Researchers with the University of Texas at Austin have published a paper in Science that says certain fishes use platelets in their skin cells to reflect polarized light, effectively acting as a camouflage that enables the fish to “disappear” in waters in which their predators are lurking or their prey is swimming.
“Fish have evolved the means to detect polarized light,” said Molly Cummings, professor of integrative biology at the university’s College of Natural Sciences. “Given that, we suggested they’ve probably evolved the means to hide in polarized light. If we can identify that process, then we can improve upon our own camouflage technology for that environment.”
Previous studies at the university with the lookdown (Selene vomer) fish showed that it had the capability to change how light reflected on it in a lab setting. This study was conducted in part in the ocean and showed that the look down and other fish can camouflage themselves to deter predation.

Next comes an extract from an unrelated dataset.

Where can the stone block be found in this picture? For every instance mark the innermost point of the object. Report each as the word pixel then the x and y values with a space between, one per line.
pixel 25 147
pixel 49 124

The researchers used a device called a video polarimeter, which records polarized light in real time. This enabled the researchers to view polarized light as the fish do. They then worked with scientists from other universities to build an automated rotating platform that kept the fish in place while the video polarimeter took measurements. More than 1,500 measurements were taken and combined with data such as angle of the sun and position of the fish, the researchers were able to determine that the look down and the big eye scad had better camouflage in polarized light than a mirror. These two species also blended better than two reef species and surface skimming fish, which live in areas of the ocean where polarized light is not important to their survival. They also determined that the look down and the big eye scad were better hidden in what the scientists called chase angles, or the position the fish take when either being hunted by a predator or chasing prey.
The capability to camouflage themselves in polarized light is due to the structure of platelets in the fishes skin cells. These platelets scatter polarized light depending on the angle of the light coming down on the fish.
The research was funded by the U.S. Navy, the National Science Foundation, and a College of Natural Sciences Catalyst Grant. The researchers will try and determine if the fish can manipulate the capability to camouflage by changing the angle in which they swim or if they can manipulate the platelets in their skin.